At 10pm GMT, the euro fell to US$1.2591 from US$1.2779 late in New York on Thursday.
The dollar dropped slightly to ¥97.06 from ¥97.67 on Thursday.
The pound remained sharply lower meanwhile at US$1.4733 from US$1.482, after hitting a six-year low of US$1.4557 earlier in the week.
The market digested news that the eurozone was in recession, and data showing a steep fall in US retail sales, the main driver of economic activity.
The US Commerce Department said the country’s retail sales tumbled a record 2.8 percent last month as consumers hunkered down in the face of a sharply slowing economy.

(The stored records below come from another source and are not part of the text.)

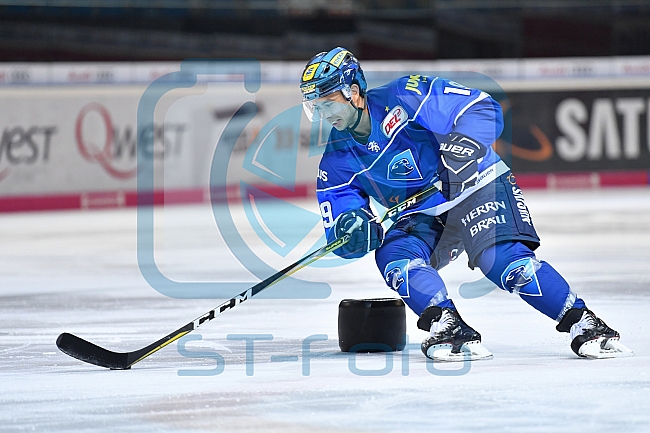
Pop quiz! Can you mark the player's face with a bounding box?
[313,92,357,131]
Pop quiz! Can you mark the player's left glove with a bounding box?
[332,208,384,259]
[438,132,487,201]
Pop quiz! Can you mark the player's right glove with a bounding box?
[331,208,384,259]
[438,132,487,201]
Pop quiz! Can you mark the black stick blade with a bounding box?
[56,332,131,370]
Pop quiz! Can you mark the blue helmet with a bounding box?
[300,47,368,101]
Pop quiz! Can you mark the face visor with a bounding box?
[302,85,352,122]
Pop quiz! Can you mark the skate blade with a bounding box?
[427,341,492,362]
[578,337,634,359]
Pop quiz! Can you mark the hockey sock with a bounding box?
[478,242,585,321]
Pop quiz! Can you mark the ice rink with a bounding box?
[0,188,650,433]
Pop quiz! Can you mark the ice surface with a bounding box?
[0,188,650,433]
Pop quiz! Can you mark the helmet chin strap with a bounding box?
[346,100,363,135]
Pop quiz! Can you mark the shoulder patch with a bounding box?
[381,105,408,138]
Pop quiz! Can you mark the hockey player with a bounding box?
[300,47,632,361]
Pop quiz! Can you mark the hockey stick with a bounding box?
[56,182,438,370]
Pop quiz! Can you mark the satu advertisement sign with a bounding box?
[497,89,650,173]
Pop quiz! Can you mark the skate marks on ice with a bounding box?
[458,277,497,299]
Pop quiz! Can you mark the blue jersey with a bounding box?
[316,75,509,239]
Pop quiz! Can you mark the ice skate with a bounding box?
[422,308,492,362]
[556,308,634,359]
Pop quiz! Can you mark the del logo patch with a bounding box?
[386,149,422,180]
[381,105,408,138]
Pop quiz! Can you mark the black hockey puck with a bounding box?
[339,298,406,352]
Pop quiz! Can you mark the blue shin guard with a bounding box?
[477,242,585,321]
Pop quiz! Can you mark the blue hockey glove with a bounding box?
[332,208,384,259]
[438,132,487,201]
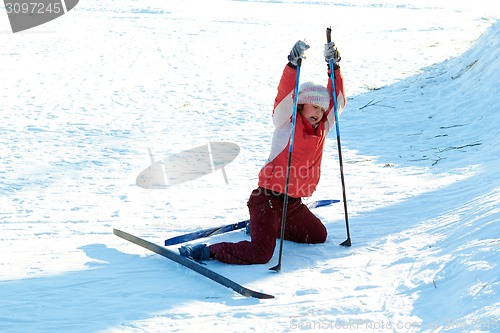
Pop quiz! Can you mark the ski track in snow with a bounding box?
[0,0,500,332]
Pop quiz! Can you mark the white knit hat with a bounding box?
[298,82,330,111]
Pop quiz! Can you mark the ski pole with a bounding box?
[269,58,302,272]
[326,28,351,246]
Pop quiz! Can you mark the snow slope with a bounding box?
[0,0,500,332]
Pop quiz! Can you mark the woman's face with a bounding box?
[301,104,325,128]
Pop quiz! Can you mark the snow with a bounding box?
[0,0,500,332]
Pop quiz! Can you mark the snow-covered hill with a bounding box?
[0,0,500,332]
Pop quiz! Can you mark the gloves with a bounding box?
[323,42,342,69]
[288,40,309,66]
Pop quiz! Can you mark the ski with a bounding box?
[113,229,274,299]
[165,200,340,246]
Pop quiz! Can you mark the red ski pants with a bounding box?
[209,187,327,265]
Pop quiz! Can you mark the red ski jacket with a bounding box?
[258,65,346,198]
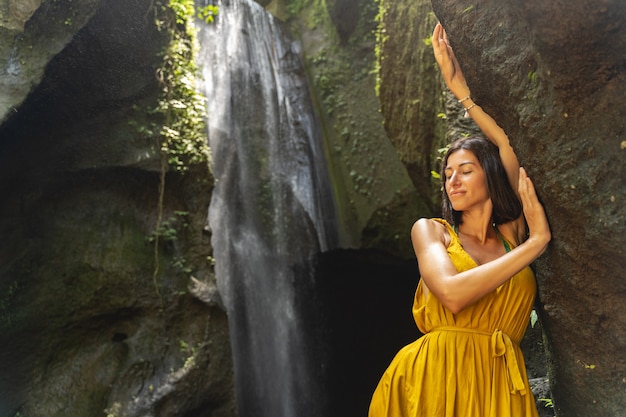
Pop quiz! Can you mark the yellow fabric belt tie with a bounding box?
[429,326,526,395]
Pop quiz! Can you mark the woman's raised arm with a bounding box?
[432,23,519,193]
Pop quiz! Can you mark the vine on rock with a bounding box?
[151,0,217,305]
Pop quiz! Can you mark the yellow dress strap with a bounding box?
[429,326,526,395]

The retail report “wasn’t fundamentally bullish for US assets, but instead, the disappointing nature of the news triggered flight to quality,” Terri Belkas at Forex Capital Management said.

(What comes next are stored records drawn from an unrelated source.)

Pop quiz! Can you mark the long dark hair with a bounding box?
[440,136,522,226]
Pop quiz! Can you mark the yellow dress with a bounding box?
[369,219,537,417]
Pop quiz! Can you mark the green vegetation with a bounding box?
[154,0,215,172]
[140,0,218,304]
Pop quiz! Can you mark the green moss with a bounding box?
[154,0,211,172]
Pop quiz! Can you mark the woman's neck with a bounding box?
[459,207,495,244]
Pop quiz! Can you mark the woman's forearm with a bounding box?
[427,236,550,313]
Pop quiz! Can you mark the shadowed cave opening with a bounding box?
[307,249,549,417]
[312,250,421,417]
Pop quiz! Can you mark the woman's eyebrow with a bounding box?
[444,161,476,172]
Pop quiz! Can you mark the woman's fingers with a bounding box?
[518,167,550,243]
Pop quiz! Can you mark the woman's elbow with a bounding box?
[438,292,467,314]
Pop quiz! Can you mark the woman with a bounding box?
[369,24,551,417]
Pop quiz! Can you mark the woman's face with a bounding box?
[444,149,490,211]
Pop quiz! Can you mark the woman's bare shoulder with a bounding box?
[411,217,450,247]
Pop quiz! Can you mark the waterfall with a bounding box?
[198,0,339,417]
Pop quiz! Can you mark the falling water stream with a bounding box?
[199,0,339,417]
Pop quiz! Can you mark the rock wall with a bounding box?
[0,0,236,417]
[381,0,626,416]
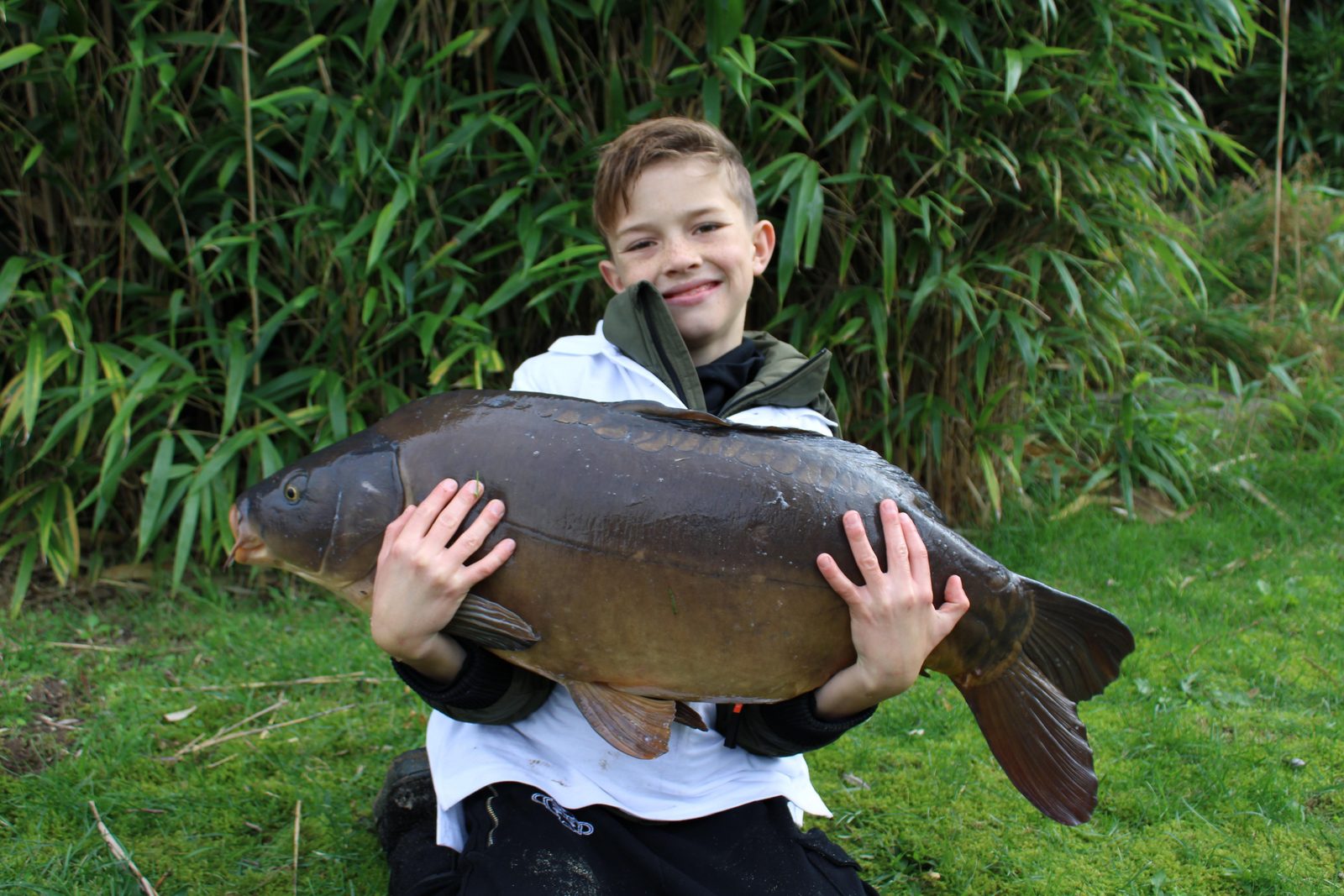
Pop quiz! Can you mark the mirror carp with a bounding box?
[231,391,1134,825]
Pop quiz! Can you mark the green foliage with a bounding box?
[1192,0,1344,170]
[0,0,1306,609]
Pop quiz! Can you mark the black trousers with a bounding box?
[388,783,876,896]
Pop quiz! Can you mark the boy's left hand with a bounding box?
[816,500,970,719]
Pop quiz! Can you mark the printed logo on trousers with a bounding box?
[533,793,593,837]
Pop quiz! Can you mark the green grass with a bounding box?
[0,453,1344,896]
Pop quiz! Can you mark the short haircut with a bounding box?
[593,117,757,244]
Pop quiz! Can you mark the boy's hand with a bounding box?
[370,479,515,683]
[816,500,970,719]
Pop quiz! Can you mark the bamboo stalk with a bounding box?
[1268,0,1293,322]
[238,0,260,385]
[291,799,304,894]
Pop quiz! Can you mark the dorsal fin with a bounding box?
[612,401,732,426]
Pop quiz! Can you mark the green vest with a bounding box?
[602,280,838,434]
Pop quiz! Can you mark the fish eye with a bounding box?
[281,475,307,504]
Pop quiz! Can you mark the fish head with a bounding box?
[228,430,406,612]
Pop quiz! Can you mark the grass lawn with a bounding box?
[0,455,1344,896]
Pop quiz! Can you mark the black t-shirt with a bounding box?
[695,338,764,414]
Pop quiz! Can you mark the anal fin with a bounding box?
[564,681,672,759]
[444,594,540,650]
[674,700,710,731]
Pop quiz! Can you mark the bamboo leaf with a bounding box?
[266,34,327,78]
[0,43,42,71]
[9,536,38,619]
[172,491,202,587]
[126,211,173,266]
[365,180,410,274]
[136,432,177,562]
[0,255,29,312]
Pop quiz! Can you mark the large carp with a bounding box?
[231,391,1134,825]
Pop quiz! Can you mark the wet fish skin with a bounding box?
[234,392,1133,824]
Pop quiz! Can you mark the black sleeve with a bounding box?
[392,641,554,726]
[714,690,878,757]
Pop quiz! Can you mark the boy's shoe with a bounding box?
[374,747,435,854]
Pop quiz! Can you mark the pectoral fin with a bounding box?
[564,681,677,759]
[444,594,540,650]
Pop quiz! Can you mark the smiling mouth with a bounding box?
[663,280,719,305]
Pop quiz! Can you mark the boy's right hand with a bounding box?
[370,479,515,683]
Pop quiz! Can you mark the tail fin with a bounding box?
[1021,579,1134,703]
[957,579,1134,825]
[957,657,1097,825]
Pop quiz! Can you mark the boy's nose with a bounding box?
[664,238,701,271]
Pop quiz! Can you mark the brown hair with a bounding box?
[593,117,757,242]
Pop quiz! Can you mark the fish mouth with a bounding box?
[224,502,273,569]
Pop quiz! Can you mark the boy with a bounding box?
[371,118,969,896]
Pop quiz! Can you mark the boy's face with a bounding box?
[600,157,774,365]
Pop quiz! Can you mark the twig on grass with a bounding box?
[164,700,354,762]
[47,641,126,652]
[89,799,159,896]
[164,672,395,690]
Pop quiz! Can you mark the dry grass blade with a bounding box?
[166,700,354,762]
[89,799,159,896]
[164,672,392,690]
[47,641,125,652]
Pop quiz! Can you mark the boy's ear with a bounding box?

The dollar and yen have been the main beneficiaries of the financial turmoil on the assumption that the US and Japanese economies are best prepared to weather the global economic storm, but some of the moves are hard to explain.
“Recent foreign exchange movements have exceeded what fundamental economic discrepancies justify,” independent currency analyst Larry Greenberg said. “The biggest winner in this reconfiguration has been the yen followed by the dollar. Commodity-sensitive currencies and sterling are the main losers.”
The market saw news that the economy of the 15 nations sharing the euro has slumped into recession for the first time, with GDP falling 0.2 percent in the second and third quarters.
Analysts said this would likely lead to rate cuts by the European Central Bank (ECB). Traditionally, lower interest rates make a currency less attractive to investors even though they can help to boost economic growth.
The ECB last week cut its key lending rate by 0.50 percentage points to 3.25 percent.
Despite sharp falls in US stocks markets on weak retail data, economists at Commerzbank said the dollar was still viewed as a relative safe haven in gloomy economic times.
In late New York trading on Friday, the dollar stood at 1.1976 Swiss francs from SF1.1866 on Thursday.